La adicción no es un crimen y el uso recreativo tampoco. Podemos pensar, con razón, que la gente está mejor sin drogas, pero amenazar y sobre todo aplicar medidas carcelarias al consumidor es, además de completamente ineficaz, social y económicamente muy costoso. Aumentar las penas no reduce la incidencia del uso de drogas y, encima, causa tragedias en las vidas de los más pobres.
La atención basada en evidencia en nuestro país es prácticamente inexistente. Aparte de los centros que pretenden curar al consumidor problemático a base de bibliazos, no hay mucho más en el sistema de salud guatemalteco. Y da la sensación de que no existe demasiado interés por parte de las autoridades por que esto cambie.
El debate público guatemalteco debe girar en torno a qué queremos que sea prioritario. Se invierte mucho en interdicciones y detenciones con tristes resultados. La droga sigue pasando y las consecuencias negativas para el sistema no se han modificado en los últimos años. Debemos discutir, por tanto, si la salud viene antes que la represión o la represión antes que la salud.
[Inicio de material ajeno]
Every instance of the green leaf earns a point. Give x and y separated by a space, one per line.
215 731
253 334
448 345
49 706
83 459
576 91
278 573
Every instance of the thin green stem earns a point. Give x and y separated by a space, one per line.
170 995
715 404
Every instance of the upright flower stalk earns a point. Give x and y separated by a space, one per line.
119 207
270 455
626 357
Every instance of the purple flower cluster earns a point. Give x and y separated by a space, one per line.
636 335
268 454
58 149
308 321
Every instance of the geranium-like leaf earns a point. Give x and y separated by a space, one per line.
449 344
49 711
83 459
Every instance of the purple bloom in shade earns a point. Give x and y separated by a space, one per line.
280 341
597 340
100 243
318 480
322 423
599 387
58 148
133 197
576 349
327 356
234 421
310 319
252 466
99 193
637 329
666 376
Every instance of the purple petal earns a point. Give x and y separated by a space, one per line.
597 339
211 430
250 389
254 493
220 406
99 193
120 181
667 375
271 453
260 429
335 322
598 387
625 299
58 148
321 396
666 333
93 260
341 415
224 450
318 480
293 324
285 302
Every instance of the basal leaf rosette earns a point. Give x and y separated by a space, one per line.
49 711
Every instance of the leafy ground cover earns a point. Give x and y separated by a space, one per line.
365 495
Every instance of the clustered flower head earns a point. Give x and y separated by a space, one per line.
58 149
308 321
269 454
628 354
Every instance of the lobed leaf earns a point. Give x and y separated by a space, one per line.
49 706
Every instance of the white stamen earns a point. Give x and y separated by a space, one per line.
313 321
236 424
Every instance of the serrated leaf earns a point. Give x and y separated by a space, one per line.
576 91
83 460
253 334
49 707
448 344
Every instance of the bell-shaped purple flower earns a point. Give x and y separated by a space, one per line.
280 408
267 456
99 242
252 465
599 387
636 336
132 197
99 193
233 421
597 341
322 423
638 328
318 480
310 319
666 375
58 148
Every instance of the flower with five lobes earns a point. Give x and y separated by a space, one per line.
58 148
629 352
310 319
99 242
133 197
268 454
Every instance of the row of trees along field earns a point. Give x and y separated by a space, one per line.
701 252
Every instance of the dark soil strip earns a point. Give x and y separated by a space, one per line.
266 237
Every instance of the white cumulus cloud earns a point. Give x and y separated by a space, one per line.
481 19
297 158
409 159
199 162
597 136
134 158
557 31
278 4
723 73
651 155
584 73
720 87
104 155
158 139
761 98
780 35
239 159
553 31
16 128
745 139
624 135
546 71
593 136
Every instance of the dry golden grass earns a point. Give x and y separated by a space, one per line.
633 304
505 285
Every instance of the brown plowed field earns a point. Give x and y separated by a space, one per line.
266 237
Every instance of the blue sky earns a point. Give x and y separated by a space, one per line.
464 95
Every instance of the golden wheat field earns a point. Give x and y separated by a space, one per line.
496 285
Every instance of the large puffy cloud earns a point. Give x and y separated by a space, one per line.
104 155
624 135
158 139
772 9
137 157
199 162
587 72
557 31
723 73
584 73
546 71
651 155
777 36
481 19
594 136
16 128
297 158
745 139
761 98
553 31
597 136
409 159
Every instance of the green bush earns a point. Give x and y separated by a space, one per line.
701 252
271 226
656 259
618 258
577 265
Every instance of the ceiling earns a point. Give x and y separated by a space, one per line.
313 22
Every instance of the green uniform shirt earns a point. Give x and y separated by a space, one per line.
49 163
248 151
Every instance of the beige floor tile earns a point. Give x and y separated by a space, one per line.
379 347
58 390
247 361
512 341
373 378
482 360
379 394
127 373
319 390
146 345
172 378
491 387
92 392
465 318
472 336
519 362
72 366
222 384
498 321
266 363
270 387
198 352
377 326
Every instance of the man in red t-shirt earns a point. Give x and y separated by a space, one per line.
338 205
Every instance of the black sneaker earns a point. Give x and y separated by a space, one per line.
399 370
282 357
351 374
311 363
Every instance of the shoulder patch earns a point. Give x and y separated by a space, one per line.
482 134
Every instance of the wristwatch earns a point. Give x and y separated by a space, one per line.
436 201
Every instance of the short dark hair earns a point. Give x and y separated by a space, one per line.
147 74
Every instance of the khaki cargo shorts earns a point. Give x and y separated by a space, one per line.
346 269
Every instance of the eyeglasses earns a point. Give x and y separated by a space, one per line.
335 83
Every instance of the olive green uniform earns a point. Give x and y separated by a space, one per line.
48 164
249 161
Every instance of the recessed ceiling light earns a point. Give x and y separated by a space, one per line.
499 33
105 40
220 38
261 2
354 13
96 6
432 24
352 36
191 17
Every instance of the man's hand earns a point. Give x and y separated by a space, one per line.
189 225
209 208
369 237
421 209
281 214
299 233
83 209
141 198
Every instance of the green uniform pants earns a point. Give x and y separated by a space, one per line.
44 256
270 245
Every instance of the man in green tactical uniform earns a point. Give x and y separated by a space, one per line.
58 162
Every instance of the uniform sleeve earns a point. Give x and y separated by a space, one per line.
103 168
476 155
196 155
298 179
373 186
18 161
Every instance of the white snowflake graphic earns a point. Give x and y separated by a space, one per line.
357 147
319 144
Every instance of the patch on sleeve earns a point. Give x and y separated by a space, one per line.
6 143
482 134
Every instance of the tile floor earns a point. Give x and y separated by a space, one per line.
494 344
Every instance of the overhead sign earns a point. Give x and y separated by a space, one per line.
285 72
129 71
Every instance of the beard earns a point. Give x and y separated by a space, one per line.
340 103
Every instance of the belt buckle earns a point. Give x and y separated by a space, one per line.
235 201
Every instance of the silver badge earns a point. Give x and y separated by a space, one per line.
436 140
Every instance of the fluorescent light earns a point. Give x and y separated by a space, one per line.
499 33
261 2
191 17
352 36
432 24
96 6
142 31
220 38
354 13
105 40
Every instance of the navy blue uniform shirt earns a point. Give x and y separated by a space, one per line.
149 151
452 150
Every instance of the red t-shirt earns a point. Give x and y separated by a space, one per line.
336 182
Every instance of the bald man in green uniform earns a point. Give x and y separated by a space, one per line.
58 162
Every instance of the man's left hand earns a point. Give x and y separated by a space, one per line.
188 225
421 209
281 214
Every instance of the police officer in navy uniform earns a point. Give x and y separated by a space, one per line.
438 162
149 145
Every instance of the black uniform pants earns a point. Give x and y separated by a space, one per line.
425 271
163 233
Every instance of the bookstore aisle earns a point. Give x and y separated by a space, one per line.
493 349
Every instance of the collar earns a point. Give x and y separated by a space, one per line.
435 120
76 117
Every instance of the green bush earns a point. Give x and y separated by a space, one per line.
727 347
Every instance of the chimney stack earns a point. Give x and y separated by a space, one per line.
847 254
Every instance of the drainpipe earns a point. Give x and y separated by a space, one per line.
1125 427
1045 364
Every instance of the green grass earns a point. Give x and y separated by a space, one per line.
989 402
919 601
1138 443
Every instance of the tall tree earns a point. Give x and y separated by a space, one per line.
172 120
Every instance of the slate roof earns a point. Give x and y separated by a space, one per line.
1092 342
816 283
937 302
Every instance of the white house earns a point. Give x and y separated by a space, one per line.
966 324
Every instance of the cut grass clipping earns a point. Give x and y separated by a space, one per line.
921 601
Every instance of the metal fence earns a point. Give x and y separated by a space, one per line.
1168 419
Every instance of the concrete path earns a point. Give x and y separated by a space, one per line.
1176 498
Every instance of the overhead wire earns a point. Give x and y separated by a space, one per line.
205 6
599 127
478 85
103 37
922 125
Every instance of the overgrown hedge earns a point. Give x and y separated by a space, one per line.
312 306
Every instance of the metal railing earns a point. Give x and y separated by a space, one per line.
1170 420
Si pedimos que Estados Unidos nos ayude con hospitales, y no con helicópteros. Si vale más la detención de un narco que el abandono del sistema de salud. Si vale más respetar con pulcritud las regulaciones de medicamentos contra el dolor que dejar sin acceso a personas que no están cerca de los centros de salud capitalinos.
Si alguien argumenta que los dos enfoques son compatibles, debería, por un lado, tener en cuenta que los recursos son limitados (y en Guatemala más) y, por otro, que las penas desproporcionadas no casan muy bien con los tratamientos comprensivos con el problema del adicto.
El esfuerzo de nuestra política pública ha sido claramente represivo. Comparen, si tienen tiempo, el presupuesto del quinto viceministerio (antinarcóticos) con el de la Seccatid (la secretaría encargada de preocuparse por las adicciones). Encuentren después dónde está el presupuesto destinado a estos problemas en el sistema de salud. No creo que lleguen a una conclusión muy distinta a esta: se ha invertido mucho tiempo y esfuerzo en la lucha frontal con nulos resultados y se han dejado abandonadas las soluciones al problema de la salud, que puede mejorar la vida de muchas personas a menor costo que la inversión militarizada.
Es hora de que, montados en el discurso internacional que legitima cambios, podamos proponer una política pública compasiva, y no agresiva, hacia un problema que está aquí para quedarse, pero que podemos mejorar sustancialmente si reordenamos nuestras prioridades.